AE: I think the so-called « link tax » is a disaster. Perhaps its intention is to strengthen mainstream journalism and media – but that is not likely to be the outcome. Having to pay for quoting news sources is likely to strengthen fake news rather than increase the income of the news sources.
It is very conceivable that platforms and search engines will enter into contractual agreements with large media outlets, allowing their content to be quoted free of charge…thereby side-lining smaller and independent media outlets and undermining diversity in the media environment as a whole. Again, the impact for the millions of users (including journalists and creators of content, researchers and activists) who cannot afford to pay will be massive. Think of an Internet divided into a ‘have money, can pay, will quote legally’ part, and a ‘do not have money, or credit card, cannot quote legally’ part? It seems insane to me, particularly if your goal is to get your information out there and used.

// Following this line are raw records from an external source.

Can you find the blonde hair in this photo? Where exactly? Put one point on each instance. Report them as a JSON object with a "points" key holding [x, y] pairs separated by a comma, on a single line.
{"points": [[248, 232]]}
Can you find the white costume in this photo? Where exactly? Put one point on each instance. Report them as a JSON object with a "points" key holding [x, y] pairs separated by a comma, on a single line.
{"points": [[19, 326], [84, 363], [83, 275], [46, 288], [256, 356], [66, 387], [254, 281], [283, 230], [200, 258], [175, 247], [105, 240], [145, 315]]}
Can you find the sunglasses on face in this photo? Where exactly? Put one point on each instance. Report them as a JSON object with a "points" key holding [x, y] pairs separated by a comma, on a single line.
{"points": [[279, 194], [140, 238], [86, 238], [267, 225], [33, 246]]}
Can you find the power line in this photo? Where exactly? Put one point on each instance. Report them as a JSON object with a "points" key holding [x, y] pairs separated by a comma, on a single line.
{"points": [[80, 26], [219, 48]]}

GM: Any thoughts on Article 3, which covers text and data mining?
AE: I think the intentions are good, but I can’t see it having good outcomes. It could limit the use of data by academic researchers, and by civil society organisations. And I might be wrong, but I don’t see it impacting on the huge Internet companies and the data brokers they work with, who are the biggest data miners.
GM: If the Copyright Directive is passed in its present form, what do you think its knock-on effects around the world might be? For example, what effects might it have on access to information, and on social justice and development around the world?
AE: It will restrict access to information by people who need it, are using it, and who cannot afford to pay for it. I see it as fundamentally undermining the ability of the Internet to create a more level playing field in terms of access and creation of information.
GM: South Africa has also been grappling with updating copyright law, and there is heavy lobbying around this. What has been happening there, and how would you contrast it with what is happening in the EU?
AE: The amendment bill was passed last year. The recognition of fair use is a great step forward. I think that in many respects, while not perfect, the South African copyright amendment process was inclusive and consultative, and did consider the rights of users in spite of heavy lobbying from the entertainment industry. The bill also addresses exceptions and limitations for users with disability.
How to contrast it with what is happening in the EU…? Overall, I think it was a more user-centred process. This is how it should be. Information is so vital to development, democratisation, protection and promotion of rights. Any effort to reform copyright should use that as a starting point. Not the interests of industries who are resisting fundamental change to their current business models.
Featured image based on work by Bengt Oberger.